Uncle Max eBook

This eBook from the Gutenberg Project consists of approximately 706 pages of information about Uncle Max.

Uncle Max eBook

This eBook from the Gutenberg Project consists of approximately 706 pages of information about Uncle Max.

But how could I sleep?—­how could any woman sleep when such a revelation had been vouchsafed her?—­when a certain look, and those two words, ‘Come, Ursula,’ still haunted me,—­that strange brief wooing, that was hardly wooing, and yet meant unutterable things, that silent acceptance, that simple yielding, when I put my hand in his, Giles’s, and saw the quick look of joy in his eyes?
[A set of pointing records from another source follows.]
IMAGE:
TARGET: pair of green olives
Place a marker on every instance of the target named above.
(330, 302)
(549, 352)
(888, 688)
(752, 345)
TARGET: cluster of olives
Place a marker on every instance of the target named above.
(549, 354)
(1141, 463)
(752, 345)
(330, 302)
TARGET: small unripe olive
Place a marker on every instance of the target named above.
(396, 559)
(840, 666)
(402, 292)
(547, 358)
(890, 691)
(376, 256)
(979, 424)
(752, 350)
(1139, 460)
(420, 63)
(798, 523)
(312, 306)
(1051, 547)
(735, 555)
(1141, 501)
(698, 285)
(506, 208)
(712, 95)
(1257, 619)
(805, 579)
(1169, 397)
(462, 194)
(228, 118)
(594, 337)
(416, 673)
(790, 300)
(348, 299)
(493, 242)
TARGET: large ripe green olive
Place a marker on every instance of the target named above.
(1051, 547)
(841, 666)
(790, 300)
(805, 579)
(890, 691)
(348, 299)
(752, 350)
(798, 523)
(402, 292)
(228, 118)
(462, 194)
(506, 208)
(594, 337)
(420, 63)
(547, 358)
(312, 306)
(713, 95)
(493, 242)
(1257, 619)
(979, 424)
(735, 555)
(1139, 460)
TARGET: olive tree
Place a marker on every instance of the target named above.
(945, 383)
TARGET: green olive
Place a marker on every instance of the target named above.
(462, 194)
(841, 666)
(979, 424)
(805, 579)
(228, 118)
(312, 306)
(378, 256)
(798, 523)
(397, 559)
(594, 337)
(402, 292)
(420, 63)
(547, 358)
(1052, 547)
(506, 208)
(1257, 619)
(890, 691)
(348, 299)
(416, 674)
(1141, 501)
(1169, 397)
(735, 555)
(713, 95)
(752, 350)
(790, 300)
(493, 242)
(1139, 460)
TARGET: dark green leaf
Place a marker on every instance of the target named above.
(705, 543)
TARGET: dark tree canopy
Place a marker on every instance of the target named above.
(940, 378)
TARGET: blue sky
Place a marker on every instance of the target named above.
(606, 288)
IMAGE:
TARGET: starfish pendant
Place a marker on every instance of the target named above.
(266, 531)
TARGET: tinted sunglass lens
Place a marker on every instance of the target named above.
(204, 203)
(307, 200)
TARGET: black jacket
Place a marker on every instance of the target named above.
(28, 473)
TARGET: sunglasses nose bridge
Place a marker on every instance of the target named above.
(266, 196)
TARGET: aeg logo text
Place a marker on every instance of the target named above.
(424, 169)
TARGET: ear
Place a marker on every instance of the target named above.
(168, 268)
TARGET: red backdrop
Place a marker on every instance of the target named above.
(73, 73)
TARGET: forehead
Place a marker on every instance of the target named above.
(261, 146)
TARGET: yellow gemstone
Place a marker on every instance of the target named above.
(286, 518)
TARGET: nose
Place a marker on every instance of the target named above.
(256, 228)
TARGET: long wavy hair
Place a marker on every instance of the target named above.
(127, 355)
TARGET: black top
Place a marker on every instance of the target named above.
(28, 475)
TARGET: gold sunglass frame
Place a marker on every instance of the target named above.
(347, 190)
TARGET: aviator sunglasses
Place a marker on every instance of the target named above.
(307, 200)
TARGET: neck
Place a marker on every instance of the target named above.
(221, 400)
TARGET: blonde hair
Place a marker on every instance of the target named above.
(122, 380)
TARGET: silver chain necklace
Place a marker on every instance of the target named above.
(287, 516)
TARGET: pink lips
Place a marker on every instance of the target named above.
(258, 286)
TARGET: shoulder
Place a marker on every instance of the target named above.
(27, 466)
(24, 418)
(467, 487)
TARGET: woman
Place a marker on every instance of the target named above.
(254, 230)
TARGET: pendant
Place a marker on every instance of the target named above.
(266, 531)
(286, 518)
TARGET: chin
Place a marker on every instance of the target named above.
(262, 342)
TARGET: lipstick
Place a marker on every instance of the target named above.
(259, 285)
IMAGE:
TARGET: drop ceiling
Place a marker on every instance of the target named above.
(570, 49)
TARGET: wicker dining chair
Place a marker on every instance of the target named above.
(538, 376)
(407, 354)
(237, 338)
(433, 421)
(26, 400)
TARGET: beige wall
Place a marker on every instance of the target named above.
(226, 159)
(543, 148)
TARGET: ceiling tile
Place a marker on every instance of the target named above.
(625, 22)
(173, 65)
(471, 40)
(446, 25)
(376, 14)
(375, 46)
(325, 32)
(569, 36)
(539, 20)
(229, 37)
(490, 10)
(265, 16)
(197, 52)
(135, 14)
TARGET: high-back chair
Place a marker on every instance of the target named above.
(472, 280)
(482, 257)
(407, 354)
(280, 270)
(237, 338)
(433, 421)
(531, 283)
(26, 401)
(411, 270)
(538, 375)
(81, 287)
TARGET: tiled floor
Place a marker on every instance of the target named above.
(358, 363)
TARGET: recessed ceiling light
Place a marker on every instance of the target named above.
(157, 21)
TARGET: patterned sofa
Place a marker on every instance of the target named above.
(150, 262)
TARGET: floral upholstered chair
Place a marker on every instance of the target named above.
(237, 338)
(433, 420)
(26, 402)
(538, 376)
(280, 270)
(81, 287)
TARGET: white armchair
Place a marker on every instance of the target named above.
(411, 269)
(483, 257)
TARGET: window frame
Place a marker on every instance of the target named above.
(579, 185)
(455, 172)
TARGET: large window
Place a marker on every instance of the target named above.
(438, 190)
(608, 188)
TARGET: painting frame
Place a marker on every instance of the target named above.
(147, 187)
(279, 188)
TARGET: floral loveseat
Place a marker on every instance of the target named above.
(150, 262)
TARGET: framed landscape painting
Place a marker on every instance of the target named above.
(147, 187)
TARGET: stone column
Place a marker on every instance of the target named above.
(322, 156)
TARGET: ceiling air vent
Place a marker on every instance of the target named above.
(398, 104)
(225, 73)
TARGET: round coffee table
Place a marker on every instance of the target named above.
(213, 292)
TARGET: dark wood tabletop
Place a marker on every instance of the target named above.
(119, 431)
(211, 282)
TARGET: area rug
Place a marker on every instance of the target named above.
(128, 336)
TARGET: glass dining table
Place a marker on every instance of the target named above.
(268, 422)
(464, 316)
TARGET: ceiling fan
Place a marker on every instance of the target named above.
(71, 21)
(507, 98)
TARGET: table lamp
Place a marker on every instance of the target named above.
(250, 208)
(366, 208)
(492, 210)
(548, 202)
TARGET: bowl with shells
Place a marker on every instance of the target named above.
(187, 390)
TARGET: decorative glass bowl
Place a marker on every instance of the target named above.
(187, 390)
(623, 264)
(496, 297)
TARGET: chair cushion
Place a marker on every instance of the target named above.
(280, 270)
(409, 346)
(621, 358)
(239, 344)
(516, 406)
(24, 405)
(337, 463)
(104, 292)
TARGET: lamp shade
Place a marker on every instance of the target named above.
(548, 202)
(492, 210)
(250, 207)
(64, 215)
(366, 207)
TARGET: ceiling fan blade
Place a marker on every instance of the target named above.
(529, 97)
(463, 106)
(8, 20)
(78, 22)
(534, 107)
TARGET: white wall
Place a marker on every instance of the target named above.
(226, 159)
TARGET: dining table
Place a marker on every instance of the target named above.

Ah, the veil had fallen from my eyes at last:  for the first time I realised how all these weeks he had been drawing me closer to himself, how his strong will had subjugated mine.  My dislike of him had been brief; he had awakened my interest first, then attracted my sympathy, and finally won my respect and friendship, until I had grown to love him in spite of myself.  Strange to say, I had lost all fear of him; as I sat holding communion with myself that night, I felt that I should never be afraid of him again.  ‘Perfect love casteth out fear’:  is not that what the apostle tells us?  It was true, I thought, for now I did not seem to be afraid either of Mr. Hamilton’s strange stern nature, of the sadness of his past life, or of the mysteries and misunderstandings of that troubled household.  It seemed to me I feared nothing,—­not even my own want of beauty, that had once been a trial to me; for if Giles loved me how could such minor evils affect me?

Yes, as I sat there under the solemn starlight, with the jasmine sprays cooling my hot cheek and the soft night breeze fanning me, I owned, and was not ashamed to own, in my woman’s heart, and with all the truth of which I was capable, that this was the man whom my soul delighted to honour; not faultless, not free from blame, full of flaws and imperfections, but still a strong grand man, intensely human in his sympathies, one who loved his fellows, and who did his life’s work in true knightly fashion, running full tilt against prejudices and the shams of conventionality.

Often during the night I thought of my mother, and how she had told me, laughing, that my father had never really asked her to marry him.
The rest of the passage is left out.